The president conceded that the debate surrounding political funding is ‘important’, but said some of those sharing leaked CR17 information have ‘sinister motives’.

At a question-and-answer session in parliament on Thursday, President Cyril Ramaphosa responded to a question from Economic Freedom Fighters (EFF) leader Julius Malema on whether or not he will fully disclose all the funding details surrounding his successful CR17 campaign for the ANC presidency.

Ramaphosa said it would be unfair for him to be made to do so “until such time as all candidates are held to the same requirements of disclosure and transparency”.

The president said the funding of political campaigns is an “important matter”, but added that some of those who have been sharing leaked information from his campaign have a “sinister motive” and are trying to undermine positive change in the country.

The CR17 campaign was a “forward looking” campaign, and there was no wrongdoing involved in it, the president added.

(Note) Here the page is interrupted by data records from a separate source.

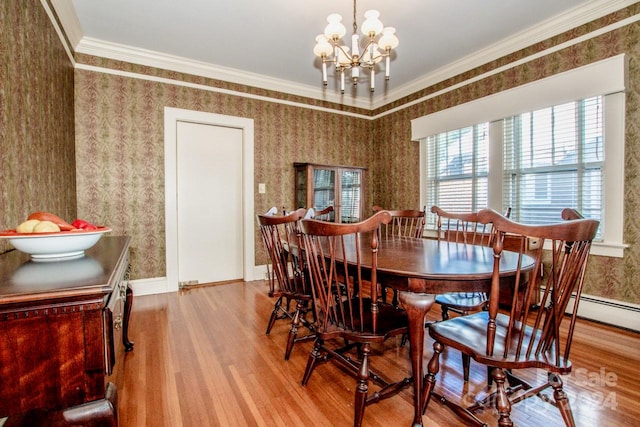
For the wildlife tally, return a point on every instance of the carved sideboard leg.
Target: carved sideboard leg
(128, 302)
(103, 410)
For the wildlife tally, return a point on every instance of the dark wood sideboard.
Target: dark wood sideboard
(63, 330)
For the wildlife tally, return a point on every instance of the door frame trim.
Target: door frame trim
(171, 117)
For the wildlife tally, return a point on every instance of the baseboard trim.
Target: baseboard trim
(159, 285)
(603, 310)
(612, 312)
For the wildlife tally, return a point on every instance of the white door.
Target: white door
(209, 202)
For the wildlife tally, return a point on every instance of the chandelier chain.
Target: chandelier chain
(355, 22)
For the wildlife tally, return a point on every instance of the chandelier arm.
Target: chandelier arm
(346, 54)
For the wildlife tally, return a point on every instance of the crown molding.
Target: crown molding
(549, 28)
(552, 27)
(104, 49)
(69, 20)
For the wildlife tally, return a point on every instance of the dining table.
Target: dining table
(421, 268)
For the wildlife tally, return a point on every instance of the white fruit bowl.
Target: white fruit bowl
(54, 246)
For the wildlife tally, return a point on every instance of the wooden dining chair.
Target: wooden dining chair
(325, 214)
(404, 223)
(279, 234)
(345, 312)
(462, 228)
(536, 333)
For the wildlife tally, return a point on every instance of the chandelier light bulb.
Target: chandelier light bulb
(322, 47)
(372, 26)
(334, 30)
(331, 50)
(388, 40)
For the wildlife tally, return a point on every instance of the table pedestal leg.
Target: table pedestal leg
(417, 306)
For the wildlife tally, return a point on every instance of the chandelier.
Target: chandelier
(330, 49)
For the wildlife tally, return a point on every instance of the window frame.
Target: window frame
(607, 78)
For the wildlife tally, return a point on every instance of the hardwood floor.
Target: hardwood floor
(201, 358)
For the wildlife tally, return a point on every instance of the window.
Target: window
(554, 158)
(590, 156)
(458, 169)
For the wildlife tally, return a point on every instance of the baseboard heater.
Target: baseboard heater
(611, 312)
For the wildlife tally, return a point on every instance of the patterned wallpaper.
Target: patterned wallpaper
(397, 157)
(119, 140)
(120, 159)
(36, 117)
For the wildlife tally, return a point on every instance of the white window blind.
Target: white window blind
(554, 158)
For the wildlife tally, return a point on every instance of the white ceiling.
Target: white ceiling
(269, 43)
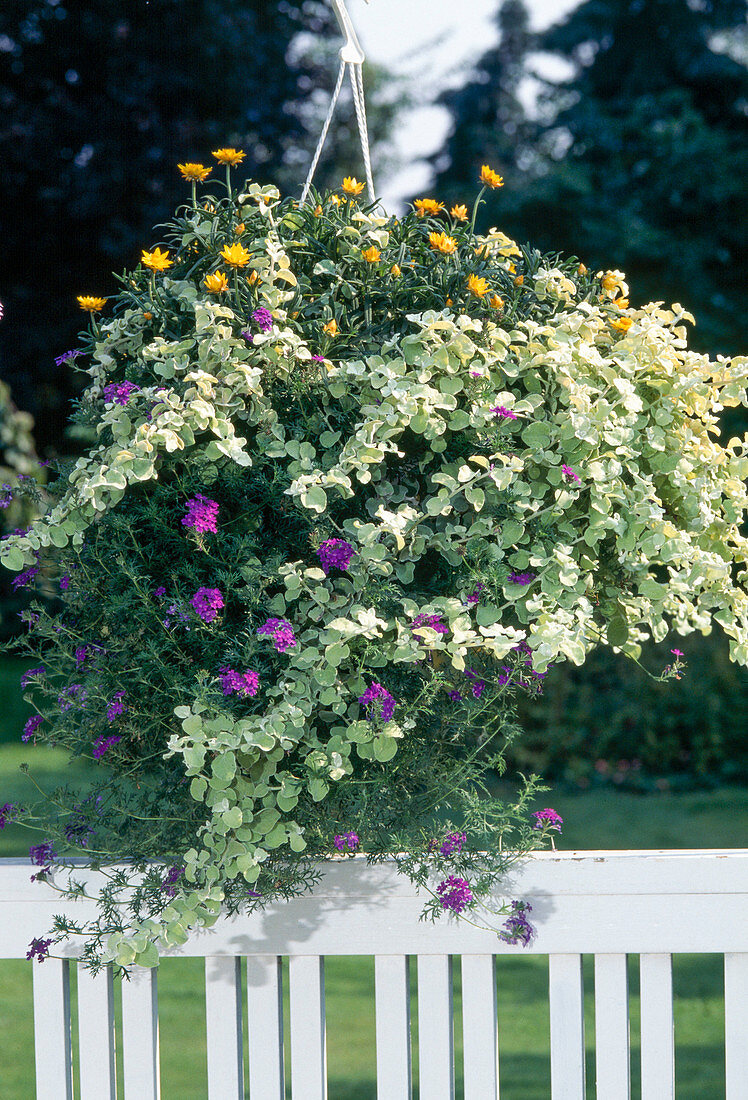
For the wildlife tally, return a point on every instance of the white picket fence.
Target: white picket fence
(606, 903)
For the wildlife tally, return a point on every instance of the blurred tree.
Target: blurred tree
(99, 99)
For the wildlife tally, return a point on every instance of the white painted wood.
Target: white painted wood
(52, 1029)
(223, 1024)
(480, 1027)
(736, 1025)
(658, 1052)
(96, 1034)
(393, 1027)
(567, 1015)
(612, 1027)
(436, 1046)
(308, 1047)
(140, 1035)
(264, 993)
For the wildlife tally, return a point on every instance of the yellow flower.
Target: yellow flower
(234, 255)
(91, 305)
(491, 178)
(351, 186)
(196, 173)
(217, 283)
(440, 242)
(428, 206)
(231, 156)
(157, 261)
(477, 285)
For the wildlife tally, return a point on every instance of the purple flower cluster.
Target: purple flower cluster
(102, 745)
(114, 708)
(517, 928)
(262, 318)
(454, 893)
(378, 703)
(548, 818)
(281, 631)
(336, 553)
(244, 683)
(201, 514)
(39, 949)
(207, 603)
(345, 842)
(119, 393)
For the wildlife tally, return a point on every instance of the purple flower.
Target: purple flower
(31, 674)
(244, 683)
(39, 949)
(454, 893)
(102, 745)
(263, 319)
(31, 727)
(523, 579)
(334, 552)
(114, 707)
(119, 393)
(453, 843)
(282, 633)
(378, 703)
(345, 842)
(207, 603)
(67, 356)
(201, 514)
(548, 818)
(517, 928)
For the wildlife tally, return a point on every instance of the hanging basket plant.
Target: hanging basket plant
(359, 482)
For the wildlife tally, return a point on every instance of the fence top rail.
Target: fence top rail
(685, 900)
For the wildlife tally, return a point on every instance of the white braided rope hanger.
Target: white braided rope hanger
(351, 58)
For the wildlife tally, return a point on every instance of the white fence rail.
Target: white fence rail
(606, 903)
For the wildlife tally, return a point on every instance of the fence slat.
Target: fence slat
(567, 1015)
(612, 1030)
(96, 1034)
(736, 1025)
(393, 1027)
(658, 1053)
(52, 1030)
(140, 1034)
(264, 989)
(308, 1048)
(436, 1046)
(223, 1024)
(480, 1029)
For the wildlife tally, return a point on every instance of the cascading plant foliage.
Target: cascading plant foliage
(358, 482)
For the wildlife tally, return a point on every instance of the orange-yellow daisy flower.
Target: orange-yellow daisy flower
(89, 304)
(234, 255)
(428, 206)
(440, 242)
(231, 156)
(195, 173)
(491, 178)
(217, 283)
(351, 186)
(477, 285)
(157, 261)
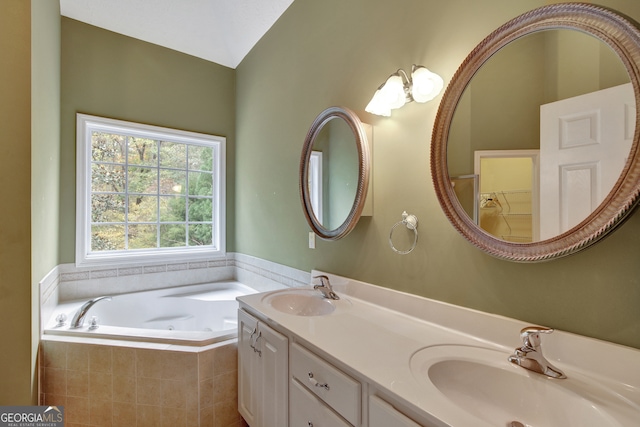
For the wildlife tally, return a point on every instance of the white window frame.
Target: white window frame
(85, 125)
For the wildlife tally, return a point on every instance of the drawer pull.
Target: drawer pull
(254, 344)
(316, 383)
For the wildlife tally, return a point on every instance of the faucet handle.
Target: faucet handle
(531, 336)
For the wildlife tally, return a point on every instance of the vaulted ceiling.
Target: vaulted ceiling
(221, 31)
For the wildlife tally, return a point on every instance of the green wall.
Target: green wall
(45, 153)
(338, 52)
(111, 75)
(15, 229)
(29, 135)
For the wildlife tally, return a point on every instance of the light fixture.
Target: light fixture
(398, 89)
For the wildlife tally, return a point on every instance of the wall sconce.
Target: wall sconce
(399, 89)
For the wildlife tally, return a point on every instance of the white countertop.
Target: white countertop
(375, 331)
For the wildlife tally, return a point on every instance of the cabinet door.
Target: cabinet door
(263, 364)
(249, 381)
(274, 364)
(382, 414)
(308, 411)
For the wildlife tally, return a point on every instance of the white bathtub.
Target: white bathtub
(195, 315)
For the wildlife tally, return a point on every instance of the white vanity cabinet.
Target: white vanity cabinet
(263, 363)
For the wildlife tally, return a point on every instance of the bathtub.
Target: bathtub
(196, 315)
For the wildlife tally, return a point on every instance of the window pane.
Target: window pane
(200, 158)
(107, 237)
(200, 183)
(107, 208)
(173, 209)
(143, 236)
(172, 181)
(173, 235)
(173, 155)
(200, 234)
(200, 210)
(107, 178)
(143, 151)
(142, 180)
(107, 147)
(143, 209)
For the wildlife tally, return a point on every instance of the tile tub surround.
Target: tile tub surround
(111, 385)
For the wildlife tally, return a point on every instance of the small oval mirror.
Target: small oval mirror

He also said it was “undertaken under difficult conditions”.

“In its funding and its activities, there was no wrongdoing, no criminality and no abuse of public resources,” he said.

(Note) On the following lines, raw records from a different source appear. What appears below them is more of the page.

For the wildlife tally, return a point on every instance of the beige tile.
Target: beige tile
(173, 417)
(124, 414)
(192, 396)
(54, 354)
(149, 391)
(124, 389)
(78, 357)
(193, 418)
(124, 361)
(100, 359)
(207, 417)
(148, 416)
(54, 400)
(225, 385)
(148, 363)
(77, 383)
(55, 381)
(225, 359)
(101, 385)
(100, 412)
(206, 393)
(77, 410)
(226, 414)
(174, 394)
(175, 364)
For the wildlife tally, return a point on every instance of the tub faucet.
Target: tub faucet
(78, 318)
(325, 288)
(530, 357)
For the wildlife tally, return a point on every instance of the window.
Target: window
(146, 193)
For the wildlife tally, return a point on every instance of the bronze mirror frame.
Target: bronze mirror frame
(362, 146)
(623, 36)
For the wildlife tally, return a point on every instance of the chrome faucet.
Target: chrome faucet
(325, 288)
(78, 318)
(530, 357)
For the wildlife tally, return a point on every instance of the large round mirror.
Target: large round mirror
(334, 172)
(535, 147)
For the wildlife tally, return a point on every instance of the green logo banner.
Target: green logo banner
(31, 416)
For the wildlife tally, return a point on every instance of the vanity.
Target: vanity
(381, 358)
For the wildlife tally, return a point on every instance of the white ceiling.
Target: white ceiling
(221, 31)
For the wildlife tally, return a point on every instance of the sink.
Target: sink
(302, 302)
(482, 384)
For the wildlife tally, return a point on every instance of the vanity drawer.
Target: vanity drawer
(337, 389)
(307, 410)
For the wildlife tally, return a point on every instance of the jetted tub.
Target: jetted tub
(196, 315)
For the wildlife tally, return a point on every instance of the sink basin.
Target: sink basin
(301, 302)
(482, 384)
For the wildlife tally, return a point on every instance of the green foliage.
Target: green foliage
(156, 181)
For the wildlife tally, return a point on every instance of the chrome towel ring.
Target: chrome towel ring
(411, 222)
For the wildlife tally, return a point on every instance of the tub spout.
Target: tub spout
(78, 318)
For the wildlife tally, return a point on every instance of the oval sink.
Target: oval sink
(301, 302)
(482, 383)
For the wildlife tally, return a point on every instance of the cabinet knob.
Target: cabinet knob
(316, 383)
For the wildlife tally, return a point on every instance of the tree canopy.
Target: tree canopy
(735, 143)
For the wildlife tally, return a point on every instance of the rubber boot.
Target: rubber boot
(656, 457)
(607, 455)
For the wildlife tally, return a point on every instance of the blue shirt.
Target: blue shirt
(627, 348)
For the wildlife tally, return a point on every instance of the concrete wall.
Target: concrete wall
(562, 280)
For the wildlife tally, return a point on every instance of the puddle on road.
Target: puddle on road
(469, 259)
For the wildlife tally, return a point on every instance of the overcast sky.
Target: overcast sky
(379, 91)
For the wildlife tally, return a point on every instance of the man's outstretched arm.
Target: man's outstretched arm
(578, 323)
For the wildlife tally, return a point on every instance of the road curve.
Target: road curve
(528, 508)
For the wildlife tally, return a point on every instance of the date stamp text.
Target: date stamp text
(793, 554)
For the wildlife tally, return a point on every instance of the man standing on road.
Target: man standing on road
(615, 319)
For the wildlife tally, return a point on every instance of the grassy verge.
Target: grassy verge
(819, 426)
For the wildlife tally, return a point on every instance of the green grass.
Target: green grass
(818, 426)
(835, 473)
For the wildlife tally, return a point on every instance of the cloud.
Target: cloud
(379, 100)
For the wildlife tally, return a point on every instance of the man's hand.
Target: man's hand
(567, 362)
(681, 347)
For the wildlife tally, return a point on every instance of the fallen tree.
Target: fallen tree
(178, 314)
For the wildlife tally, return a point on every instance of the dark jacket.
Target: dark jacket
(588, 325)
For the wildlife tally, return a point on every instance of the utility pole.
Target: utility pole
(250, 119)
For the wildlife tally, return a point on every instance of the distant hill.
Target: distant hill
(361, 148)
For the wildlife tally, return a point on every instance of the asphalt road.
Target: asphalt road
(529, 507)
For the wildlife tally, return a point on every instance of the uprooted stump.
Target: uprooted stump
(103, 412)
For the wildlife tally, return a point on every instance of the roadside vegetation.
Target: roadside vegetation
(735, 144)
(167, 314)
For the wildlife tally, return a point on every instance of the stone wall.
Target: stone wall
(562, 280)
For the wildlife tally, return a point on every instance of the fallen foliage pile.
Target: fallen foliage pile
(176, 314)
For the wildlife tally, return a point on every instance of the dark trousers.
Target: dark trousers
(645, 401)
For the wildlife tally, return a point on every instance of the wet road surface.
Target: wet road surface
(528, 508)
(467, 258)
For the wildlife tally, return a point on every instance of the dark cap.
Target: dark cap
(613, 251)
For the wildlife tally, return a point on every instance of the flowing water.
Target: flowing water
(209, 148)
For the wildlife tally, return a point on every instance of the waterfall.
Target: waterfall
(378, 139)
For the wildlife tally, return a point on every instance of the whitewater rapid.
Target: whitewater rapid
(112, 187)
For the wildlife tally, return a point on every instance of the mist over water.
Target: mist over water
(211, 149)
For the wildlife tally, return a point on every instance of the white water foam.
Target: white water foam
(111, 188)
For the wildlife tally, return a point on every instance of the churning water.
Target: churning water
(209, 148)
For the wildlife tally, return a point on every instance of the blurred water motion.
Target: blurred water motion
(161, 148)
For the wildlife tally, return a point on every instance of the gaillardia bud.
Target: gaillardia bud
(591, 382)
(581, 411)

Ramaphosa also brought up the Political Party Funding Act, which he signed into law earlier this year, stating that it “does regulate public and private funding of political parties and requires the disclosure of donations accepted”.

He added, thought that the Act “does not extend to the funding of internal party leadership contests” such as his CR17 campaign, which resulted in him becoming president of first the governing party, then the country.

READ MORE: Ramaphosa in hot seat today over CR17 funding, ethics code

The president said that he was open to a discussion on whether funding of “internal party contests” should be made transparent.

“This is perhaps the appropriate time for this House to consider whether it is necessary and desirable for funding of internal party contests to be regulated,” he said.

Before this, Ramaphosa expressed the view that those who contributed to the CR17 campaign did nothing wrong.

“Those who contributed to the campaign – whether as organisers, volunteers, service providers or donors – did so out of a genuine concern for the future of the country,” he said.

“If there were members of the executive who were part of the campaign and were involved in fundraising, they did so as individual party members exercising their democratic and constitutional right. They owe no apology for what they did.”

In addition to there being “no rules or regulations in place for the disclosure of donations for internal party leadership contests” as it stands, Ramaphosa said that there also isn’t “a provision for the disclosure of such information in the Executive Ethics Code or in the Code of Ethical Conduct and Disclosure of Members’ Interests for Assembly and Permanent Council Members”.